TATA-box-binding protein promotes hepatocellular carcinoma metastasis through epithelial-mesenchymal transition.

Abstract

HCC characterizes malignant metastasis with high incidence and recurrence. Thus, it is pivotal to discover the mechanisms of HCC metastasis. TATA-box-binding protein (TBP), a general transcriptional factor (TF), couples with activators and chromatin remodelers to sustain the transcriptional activity of target genes. Here, we investigate the key role of TBP in HCC metastasis. TBP expression was measured by PCR, western blot, and immunohistochemistry. RNA-sequencing was performed to identify downstream proteins.

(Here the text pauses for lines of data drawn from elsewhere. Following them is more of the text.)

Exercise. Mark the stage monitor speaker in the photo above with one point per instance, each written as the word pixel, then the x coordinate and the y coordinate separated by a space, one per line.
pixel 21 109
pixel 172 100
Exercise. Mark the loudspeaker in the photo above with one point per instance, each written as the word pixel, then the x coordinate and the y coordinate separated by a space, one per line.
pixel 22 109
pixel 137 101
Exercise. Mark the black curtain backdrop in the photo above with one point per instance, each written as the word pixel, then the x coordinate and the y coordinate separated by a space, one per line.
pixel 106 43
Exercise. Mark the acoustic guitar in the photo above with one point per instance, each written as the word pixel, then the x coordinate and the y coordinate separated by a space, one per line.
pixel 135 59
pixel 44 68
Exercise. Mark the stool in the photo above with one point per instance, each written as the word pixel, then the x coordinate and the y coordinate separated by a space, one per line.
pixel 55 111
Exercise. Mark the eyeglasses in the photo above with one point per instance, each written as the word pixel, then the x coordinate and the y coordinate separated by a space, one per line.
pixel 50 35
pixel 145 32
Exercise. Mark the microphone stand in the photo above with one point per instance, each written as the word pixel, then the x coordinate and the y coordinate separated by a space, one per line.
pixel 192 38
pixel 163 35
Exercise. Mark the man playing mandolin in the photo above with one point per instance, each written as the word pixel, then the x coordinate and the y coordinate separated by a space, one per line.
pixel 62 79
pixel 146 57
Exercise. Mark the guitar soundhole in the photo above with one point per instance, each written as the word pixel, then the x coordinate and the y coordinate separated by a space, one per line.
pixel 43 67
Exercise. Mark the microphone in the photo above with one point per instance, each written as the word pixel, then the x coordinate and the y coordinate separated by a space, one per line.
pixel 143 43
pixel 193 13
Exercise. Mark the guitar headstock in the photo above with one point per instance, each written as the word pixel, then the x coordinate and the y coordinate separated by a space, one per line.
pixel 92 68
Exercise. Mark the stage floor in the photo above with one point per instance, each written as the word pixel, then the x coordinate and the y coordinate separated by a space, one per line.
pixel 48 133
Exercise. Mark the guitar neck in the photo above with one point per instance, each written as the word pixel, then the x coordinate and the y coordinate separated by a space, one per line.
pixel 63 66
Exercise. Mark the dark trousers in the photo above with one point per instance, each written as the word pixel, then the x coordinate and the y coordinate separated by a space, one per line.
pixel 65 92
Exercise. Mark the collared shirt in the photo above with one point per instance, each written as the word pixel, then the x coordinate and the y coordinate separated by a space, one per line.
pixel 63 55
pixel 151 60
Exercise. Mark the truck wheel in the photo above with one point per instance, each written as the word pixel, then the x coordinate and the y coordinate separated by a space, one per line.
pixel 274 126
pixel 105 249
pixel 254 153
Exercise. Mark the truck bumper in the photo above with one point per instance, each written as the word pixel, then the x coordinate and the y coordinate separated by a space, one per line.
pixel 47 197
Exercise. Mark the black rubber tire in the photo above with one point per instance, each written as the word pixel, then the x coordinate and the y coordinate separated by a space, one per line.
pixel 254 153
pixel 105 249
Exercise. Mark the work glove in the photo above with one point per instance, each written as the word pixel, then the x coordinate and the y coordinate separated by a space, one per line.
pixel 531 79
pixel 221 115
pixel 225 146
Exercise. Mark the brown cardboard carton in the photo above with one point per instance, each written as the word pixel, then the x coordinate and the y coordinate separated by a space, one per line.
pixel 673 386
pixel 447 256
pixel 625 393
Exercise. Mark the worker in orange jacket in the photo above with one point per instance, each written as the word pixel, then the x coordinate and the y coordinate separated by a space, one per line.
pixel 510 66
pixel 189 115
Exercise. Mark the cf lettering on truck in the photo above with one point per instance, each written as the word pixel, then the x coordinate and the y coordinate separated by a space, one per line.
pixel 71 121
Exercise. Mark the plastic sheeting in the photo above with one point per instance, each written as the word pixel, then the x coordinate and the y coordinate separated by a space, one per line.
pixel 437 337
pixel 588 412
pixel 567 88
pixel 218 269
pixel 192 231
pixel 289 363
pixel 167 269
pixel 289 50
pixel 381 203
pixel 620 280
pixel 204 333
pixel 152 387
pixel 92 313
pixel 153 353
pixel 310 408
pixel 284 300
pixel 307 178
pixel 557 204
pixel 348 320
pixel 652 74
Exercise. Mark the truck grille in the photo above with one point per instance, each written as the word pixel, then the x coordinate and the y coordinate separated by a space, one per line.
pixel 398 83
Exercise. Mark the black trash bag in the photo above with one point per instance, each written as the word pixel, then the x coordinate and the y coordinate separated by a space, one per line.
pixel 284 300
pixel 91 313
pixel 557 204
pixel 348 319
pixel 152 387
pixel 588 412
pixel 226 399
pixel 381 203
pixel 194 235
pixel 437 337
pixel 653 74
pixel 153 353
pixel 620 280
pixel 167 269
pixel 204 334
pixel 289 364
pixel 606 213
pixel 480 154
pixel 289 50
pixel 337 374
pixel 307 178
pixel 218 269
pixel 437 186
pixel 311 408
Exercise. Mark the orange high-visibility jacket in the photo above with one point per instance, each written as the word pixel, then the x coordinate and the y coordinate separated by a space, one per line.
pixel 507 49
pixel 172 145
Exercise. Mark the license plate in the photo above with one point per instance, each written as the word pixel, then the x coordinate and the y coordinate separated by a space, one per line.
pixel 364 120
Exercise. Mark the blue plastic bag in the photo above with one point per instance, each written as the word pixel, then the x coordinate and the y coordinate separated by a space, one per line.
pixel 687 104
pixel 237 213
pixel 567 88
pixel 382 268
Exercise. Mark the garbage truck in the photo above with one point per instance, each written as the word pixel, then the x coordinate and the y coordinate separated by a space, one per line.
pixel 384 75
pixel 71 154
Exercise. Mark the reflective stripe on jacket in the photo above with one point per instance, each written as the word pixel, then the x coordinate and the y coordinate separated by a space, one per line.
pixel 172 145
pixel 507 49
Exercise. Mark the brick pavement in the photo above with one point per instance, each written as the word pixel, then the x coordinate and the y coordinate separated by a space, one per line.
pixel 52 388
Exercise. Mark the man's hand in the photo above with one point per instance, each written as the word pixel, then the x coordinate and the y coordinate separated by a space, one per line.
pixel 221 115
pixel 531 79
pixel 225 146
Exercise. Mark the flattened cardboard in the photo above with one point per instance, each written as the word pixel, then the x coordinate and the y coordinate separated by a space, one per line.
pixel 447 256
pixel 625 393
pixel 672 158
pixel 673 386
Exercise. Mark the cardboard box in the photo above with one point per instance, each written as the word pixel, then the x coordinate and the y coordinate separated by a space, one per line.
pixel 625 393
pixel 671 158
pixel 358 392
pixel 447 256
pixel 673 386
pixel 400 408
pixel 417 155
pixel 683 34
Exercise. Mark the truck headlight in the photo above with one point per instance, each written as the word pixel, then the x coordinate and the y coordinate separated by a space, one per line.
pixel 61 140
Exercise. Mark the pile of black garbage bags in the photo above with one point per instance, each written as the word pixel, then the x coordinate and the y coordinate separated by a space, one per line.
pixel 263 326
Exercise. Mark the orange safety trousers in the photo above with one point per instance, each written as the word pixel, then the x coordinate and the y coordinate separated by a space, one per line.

Functional assays of TBP and downstream targets were identified in HCC cell lines and xenograft models. Luciferase reporter and chromatin immunoprecipitation assays were used to demonstrate the mechanism mediated by TBP. HCC patients showed high expression of TBP, which correlated with poor prognosis. Upregulation of TBP increased HCC metastasis in vivo and in vitro, and muscleblind-like-3 (MBNL3) was the effective factor of TBP, positively related to TBP expression. Mechanically, TBP transactivated and enhanced MBNL3 expression to stimulate exon inclusion of lncRNA-paxillin (PXN)-alternative splicing (AS1) and, thus, activated epithelial-mesenchymal transition for HCC progression through upregulation of PXN. Our data revealed that TBP upregulation is an HCC enhancer mechanism that increases PXN expression to drive epithelial-mesenchymal transition.